The effects of hypophysectomy (HPX) and dexamethasone (DEX) on the levels of Met5-enkephalin (ME), ME precursors, and the abundance of proenkephalin (pEK) mRNA, were examined in the adrenal medulla (AM) and superior cervical ganglia (SCG). To assess possible changes in enkephalin processing, both cryptic (after trypsin and carboxypeptidase B digestions) and native (without enzyme digestions) ME-like immunoreactivity (ME-LI) was measured. Three weeks after HPX the proportion of pEK mRNA to the total RNA content in the AM was not significantly changed when compared to sham-operated (SO) animals. Total (native + cryptic) ME-LI was decreased by 45% in the AM of HPX rats. This decrease was paralleled by a 58% depletion of AM proteins. Cryptic ME-LI was also reduced by 43%. In contrast, native ME-LI was not altered after HPX, indicating enhanced processing of ME precursors. Treatment with DEX (5 daily injections--1 mg/kg, i.p.) increased the relative abundance of pEK mRNA (+27%) and total ME-LI in the AM of HPX group, but not in SO group. Native ME-LI, cryptic ME-LI, and their ratio were not significantly affected by DEX in the AM of HPX or SO rats. In SCG, the relative abundance of pEK mRNA decreased by 25% after hypophysectomy. Total and cryptic ME-LI in the SCG of HPX rats were not changed when compared to SO rats. In contrast, HPX reduced native ME-LI suggesting decreased processing of ME precursors. Similarly, as in AM, DEX produced increase in the SCG pEK mRNA only in HPX (+68%) and not in the SO rats. In SCG, DEX produced decreases in total ME-LI which could be attributed to an increased enkephalin release. An overall reduction of cryptic ME-LI was also observed after DEX, whereas native ME-LI remained unchanged suggesting increased processing of enkephalins. Our findings indicate that the pituitary adrenocortical axis controls the relative proportions of ME to its precursors, and that this control involves both glucocorticoid-dependent (SCG) and glucocorticoid-independent (AM) mechanisms. In contrast, our studies do not suggest specific control of pEK synthesis by the pituitary adrenocortical axis. The pituitary adrenocortical axis may also influence the relative contents of ME and catecholamines in the AM and SCG. The ratio of ME/catecholamines increased after HPX (AM and SCG) and after DEX (SCG). Such regulation may contribute to the control of co-transmitter output in the sympathoadrenal system.

Regulation of tyrosine hydroxylase and phenylethanolamine N-methyltransferase mRNA levels in the sympathoadrenal system by the pituitary-adrenocortical axis.

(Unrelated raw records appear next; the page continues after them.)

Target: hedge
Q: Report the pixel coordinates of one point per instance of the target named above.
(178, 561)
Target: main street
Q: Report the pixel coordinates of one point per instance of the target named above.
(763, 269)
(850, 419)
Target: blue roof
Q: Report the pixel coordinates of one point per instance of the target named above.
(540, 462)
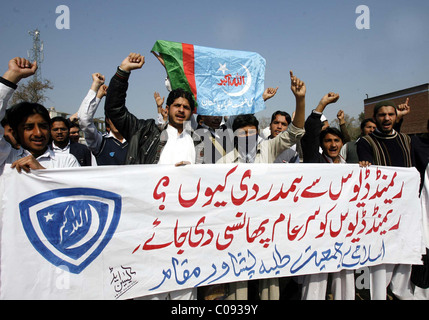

The pituitary-adrenocortical axis plays a complex role in the regulation of the levels of enzymes of the catecholamine biosynthetic pathway. In this report we have explored molecular mechanisms of these regulations, by examining the effects of hypophysectomy (HPX) and dexamethasone (DEX) on tyrosine hydroxylase (TH) and phenylethanolamine N-methyltransferase (PNMT) mRNA levels in the adrenal medulla (AM) and superior cervical ganglia (SCG). Three weeks after hypophysectomy weights (-48%), total RNA (-49%), and DNA (-22%) contents in AM were significantly reduced, when compared to sham-operated animals (SO). In SCG decreases in weight (-23%) and in the ratio of RNA/DNA (-25%) were also found. TH mRNA contents paralleled decreases in total RNA levels and no significant change in the relative abundance of TH mRNA was found. When HPX rats were injected for 5 days with DEX (1 mg/kg, i.p.), TH mRNA levels in the SCG (+51%) and in the AM (+74%) were significantly increased when compared to saline-treated HPX animals. DEX given to SO rats increased TH mRNA in SCG (+49%); a 27% increase in TH mRNA in the AM was also observed. The relative abundance of PNMT mRNA in the AM was reduced after hypophysectomy (-64%). This decrease was completely reversed by DEX. In contrast, DEX did not affect PNMT mRNA levels in the AM of SO rats. PNMT mRNA was not detected in SCG of saline- or DEX-treated rats. In conclusion, our findings suggest that the pituitary-adrenocortical axis is involved in the regulation of the steady-state levels of TH and PNMT mRNAs. This regulation involves: (1) induction of TH mRNA contents in AM and SCG by increased plasma glucocorticoid levels; and (2) maintenance of the steady-state levels of PNMT mRNA in AM by glucocorticoid-dependent mechanisms.